A core financial platform used by many many hundreds of financial institutions
in the US offers "encryption" of the online banking password, which is stored
in the core DB. (Most of the times, the core system -- which records how much
money you have, your txn history, &c -- is separate from other auxiliary
functions like online banking, and the two are joined with some sort of
gateway.)

The encryption scheme was taking the password, and doing a byte-wise
conversion to EBCDIC for that field. It was trivial to reverse with a one-line
TCL query, but appeared encrypted to the casual observer.

Brittle security theater, but probably allowed this company to hold their nose
and mark off a "data secured at rest" checkbox somewhere.

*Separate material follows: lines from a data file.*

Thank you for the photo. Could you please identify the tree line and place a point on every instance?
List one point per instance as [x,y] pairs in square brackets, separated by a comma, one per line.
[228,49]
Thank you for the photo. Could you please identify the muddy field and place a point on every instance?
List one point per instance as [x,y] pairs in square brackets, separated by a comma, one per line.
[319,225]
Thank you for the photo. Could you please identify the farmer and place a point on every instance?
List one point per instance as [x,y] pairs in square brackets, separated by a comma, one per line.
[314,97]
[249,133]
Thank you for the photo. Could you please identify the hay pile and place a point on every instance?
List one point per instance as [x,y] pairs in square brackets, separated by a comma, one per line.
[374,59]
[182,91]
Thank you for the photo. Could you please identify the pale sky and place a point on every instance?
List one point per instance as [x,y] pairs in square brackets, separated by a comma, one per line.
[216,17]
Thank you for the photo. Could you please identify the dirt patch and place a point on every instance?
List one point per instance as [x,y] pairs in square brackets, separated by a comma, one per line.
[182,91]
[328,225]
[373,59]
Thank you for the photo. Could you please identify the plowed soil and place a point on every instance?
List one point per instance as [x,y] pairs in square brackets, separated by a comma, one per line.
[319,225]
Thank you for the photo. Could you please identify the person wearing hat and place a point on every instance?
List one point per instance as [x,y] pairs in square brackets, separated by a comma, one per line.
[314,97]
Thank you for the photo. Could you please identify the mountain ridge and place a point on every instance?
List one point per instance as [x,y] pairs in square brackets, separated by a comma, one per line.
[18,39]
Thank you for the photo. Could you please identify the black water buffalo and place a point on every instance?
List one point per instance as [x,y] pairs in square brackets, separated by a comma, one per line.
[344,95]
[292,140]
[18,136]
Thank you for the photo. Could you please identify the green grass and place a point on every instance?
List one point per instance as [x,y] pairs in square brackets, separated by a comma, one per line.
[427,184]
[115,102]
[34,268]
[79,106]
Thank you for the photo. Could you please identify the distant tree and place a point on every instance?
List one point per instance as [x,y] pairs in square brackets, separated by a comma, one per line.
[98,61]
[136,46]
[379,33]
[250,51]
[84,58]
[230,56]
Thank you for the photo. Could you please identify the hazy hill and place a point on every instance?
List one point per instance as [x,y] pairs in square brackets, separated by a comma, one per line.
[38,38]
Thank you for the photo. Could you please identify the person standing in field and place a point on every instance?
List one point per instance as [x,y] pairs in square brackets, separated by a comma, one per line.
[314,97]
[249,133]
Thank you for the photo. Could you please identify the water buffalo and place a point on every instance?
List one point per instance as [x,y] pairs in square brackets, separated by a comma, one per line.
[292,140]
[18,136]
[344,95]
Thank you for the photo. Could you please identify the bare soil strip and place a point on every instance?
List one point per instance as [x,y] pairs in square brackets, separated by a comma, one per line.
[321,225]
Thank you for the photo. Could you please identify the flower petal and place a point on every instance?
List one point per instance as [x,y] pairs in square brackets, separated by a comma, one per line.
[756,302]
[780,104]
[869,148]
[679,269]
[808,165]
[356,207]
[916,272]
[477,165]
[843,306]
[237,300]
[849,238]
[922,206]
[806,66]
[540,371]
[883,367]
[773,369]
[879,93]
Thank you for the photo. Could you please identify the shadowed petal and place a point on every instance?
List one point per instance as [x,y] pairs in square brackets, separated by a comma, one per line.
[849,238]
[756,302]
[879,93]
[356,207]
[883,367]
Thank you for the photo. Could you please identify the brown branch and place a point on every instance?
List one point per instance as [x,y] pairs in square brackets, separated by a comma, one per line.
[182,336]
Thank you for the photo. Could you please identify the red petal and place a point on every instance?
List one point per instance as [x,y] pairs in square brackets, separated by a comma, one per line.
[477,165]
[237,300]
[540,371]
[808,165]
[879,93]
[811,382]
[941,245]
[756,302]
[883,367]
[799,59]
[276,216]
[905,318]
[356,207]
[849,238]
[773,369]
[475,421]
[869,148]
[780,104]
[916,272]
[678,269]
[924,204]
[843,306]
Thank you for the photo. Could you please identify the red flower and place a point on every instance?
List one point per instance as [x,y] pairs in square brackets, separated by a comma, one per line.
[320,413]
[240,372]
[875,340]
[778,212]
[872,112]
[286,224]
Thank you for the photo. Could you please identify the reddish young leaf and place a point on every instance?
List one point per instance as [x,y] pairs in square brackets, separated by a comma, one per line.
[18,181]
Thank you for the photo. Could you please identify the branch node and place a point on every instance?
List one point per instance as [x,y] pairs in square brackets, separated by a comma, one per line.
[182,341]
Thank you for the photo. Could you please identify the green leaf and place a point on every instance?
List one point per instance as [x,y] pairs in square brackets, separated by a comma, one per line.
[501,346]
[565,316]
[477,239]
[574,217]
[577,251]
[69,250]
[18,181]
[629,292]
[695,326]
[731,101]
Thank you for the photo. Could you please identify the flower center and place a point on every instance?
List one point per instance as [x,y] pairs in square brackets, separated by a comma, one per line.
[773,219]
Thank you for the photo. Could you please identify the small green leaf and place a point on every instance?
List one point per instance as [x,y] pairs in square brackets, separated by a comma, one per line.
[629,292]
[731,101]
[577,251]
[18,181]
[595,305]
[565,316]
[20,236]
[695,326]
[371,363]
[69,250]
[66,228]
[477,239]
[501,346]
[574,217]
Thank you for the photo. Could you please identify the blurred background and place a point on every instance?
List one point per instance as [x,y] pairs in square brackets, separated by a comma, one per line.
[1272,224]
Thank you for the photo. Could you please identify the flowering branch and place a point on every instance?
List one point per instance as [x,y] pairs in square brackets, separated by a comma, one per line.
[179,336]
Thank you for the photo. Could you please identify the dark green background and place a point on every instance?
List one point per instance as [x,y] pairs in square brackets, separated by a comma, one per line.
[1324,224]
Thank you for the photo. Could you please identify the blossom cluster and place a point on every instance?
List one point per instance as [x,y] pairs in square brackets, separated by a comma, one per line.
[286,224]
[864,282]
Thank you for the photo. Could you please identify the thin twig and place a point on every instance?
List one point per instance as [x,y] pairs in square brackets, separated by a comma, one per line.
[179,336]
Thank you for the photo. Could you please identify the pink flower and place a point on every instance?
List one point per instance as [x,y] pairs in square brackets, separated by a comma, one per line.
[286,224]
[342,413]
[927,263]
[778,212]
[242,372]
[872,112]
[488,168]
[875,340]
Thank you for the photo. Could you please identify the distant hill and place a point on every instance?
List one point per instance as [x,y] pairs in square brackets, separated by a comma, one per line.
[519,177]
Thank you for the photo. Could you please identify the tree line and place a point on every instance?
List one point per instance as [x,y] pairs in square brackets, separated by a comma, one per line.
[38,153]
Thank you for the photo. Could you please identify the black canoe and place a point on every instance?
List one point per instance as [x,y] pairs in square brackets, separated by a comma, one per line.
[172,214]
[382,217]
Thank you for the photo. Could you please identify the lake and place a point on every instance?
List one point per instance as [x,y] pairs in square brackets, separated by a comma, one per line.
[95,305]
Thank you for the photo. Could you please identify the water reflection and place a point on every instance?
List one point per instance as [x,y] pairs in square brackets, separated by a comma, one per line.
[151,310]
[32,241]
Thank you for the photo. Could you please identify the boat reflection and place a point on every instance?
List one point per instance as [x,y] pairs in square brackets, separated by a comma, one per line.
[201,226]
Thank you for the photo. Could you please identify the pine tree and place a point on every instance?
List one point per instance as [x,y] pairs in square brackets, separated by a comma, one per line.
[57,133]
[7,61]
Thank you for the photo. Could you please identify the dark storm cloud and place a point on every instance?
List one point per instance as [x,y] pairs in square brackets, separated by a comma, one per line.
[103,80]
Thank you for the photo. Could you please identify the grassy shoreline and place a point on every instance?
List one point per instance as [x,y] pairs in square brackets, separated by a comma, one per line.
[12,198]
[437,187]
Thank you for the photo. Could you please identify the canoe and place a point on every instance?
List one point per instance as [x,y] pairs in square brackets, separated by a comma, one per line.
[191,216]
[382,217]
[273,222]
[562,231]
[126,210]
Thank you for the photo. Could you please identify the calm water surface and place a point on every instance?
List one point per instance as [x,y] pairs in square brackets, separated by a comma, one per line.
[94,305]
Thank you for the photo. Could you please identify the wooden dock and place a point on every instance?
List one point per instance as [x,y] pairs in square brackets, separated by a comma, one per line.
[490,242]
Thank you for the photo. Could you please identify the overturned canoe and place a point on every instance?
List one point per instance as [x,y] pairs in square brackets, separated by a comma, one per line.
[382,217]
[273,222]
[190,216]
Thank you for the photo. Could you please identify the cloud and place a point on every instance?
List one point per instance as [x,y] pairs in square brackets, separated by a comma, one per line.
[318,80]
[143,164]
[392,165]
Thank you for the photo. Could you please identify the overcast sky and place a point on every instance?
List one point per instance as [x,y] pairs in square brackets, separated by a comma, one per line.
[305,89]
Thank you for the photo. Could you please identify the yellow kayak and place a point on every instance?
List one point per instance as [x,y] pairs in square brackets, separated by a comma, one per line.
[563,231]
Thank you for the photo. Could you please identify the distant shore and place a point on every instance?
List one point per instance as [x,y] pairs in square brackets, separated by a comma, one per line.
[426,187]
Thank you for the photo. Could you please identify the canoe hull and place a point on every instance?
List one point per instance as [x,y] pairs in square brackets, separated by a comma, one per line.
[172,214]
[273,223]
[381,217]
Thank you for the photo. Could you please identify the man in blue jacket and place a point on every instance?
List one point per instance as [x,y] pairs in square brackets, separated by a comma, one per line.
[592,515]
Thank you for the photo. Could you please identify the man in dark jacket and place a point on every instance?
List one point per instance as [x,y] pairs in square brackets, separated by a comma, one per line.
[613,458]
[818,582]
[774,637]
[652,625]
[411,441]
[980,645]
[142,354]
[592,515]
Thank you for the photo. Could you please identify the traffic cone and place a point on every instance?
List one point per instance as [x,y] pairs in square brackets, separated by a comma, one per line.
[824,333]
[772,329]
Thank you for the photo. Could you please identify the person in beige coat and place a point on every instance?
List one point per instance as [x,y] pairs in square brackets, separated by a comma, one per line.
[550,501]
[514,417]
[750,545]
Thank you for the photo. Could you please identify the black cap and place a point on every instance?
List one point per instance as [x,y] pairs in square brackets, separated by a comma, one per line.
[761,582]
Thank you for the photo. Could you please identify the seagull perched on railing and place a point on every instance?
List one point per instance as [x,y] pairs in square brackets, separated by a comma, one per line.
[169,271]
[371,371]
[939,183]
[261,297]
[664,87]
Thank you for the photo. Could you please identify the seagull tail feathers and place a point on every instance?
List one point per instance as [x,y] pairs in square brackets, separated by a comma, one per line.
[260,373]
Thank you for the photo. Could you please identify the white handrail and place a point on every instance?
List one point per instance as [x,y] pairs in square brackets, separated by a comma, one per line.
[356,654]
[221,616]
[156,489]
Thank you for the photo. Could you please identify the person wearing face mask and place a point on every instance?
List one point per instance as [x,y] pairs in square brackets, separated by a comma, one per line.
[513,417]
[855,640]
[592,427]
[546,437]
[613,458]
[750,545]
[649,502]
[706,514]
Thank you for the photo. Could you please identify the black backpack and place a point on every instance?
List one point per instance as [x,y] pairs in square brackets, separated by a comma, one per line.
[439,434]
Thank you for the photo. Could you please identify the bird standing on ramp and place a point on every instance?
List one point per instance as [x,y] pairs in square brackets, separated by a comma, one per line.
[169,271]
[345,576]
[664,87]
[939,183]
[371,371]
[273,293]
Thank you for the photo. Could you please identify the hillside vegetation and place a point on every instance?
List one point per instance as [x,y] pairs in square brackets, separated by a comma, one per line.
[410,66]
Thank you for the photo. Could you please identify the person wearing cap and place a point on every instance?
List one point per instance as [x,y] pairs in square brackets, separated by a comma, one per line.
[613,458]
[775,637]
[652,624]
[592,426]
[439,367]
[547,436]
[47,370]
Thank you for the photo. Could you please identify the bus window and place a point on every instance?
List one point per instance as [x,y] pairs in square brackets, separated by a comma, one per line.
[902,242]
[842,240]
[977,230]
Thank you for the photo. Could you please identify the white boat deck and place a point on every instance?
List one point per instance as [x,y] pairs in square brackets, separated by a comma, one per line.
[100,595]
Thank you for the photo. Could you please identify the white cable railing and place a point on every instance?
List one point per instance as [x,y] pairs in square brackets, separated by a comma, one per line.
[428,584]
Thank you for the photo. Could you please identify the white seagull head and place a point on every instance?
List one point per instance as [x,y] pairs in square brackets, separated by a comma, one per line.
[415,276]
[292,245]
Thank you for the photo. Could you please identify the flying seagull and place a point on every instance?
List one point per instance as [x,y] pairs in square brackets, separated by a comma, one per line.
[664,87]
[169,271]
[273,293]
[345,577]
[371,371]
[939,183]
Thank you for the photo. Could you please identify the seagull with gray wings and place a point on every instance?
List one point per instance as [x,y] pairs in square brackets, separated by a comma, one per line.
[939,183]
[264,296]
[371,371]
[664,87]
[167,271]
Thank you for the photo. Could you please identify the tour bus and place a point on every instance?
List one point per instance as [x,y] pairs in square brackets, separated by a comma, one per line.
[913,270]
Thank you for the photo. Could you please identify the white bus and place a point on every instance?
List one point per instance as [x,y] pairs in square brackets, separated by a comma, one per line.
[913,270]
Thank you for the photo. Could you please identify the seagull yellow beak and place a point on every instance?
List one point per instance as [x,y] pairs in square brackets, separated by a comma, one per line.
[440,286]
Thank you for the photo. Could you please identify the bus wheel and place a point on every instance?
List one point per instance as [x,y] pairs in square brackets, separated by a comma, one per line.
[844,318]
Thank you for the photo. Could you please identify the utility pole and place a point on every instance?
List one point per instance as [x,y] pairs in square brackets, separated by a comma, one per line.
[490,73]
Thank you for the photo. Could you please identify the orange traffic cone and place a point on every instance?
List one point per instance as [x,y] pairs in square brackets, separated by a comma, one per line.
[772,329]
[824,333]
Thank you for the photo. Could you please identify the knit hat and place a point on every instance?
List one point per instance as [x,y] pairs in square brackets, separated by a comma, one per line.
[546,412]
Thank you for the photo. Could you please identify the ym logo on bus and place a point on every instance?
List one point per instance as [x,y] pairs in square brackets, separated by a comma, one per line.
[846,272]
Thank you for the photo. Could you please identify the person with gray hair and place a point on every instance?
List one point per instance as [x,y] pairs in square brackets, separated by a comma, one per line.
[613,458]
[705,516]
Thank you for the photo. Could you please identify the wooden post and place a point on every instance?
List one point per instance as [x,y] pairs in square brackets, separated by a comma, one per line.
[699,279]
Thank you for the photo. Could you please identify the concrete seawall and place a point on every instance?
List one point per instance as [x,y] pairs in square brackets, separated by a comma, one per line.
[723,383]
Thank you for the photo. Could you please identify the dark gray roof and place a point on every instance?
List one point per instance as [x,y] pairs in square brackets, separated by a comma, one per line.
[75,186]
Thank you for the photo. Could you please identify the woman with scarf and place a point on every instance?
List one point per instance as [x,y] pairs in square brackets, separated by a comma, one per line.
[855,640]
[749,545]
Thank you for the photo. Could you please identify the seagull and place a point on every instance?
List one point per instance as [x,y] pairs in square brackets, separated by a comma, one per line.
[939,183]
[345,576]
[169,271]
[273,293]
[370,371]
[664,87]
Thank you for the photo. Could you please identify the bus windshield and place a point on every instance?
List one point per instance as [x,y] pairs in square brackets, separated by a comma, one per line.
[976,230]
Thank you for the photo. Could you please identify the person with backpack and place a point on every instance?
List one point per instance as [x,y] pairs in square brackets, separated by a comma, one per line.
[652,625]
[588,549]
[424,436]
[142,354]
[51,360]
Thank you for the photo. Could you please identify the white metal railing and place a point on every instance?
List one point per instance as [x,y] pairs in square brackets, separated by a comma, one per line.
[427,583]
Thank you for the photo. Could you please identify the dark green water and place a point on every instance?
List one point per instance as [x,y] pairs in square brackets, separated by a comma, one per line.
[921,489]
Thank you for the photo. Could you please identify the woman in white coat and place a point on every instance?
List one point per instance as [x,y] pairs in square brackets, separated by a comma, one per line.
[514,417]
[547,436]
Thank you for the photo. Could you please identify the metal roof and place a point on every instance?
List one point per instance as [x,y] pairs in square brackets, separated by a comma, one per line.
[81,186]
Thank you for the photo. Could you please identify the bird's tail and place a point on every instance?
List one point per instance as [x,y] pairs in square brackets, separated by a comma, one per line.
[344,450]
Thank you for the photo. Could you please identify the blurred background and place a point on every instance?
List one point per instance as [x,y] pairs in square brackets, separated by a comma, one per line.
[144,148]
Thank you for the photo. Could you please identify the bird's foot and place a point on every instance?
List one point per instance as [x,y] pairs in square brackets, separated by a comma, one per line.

The encryption of the data transfered between teller workstations and the core
was just as laughable -- XORed against a key sent to the client in plaintext
at the beginning of the session. You didn't even need the key to break it --
using static strings or frequency analysis would suffice.

------
miorel

      A third user thought the length limit suggested that the company may then be storing
      the password themselves rather than hashing them
    

This was my first thought at well, and none of the examples in the article
refute it satisfactorily.

Is there any point at all to capping the maximum length? Are sites worried
that if the 64-character limit is lifted, 64+ character passwords will become
common, leading to a bad user experience?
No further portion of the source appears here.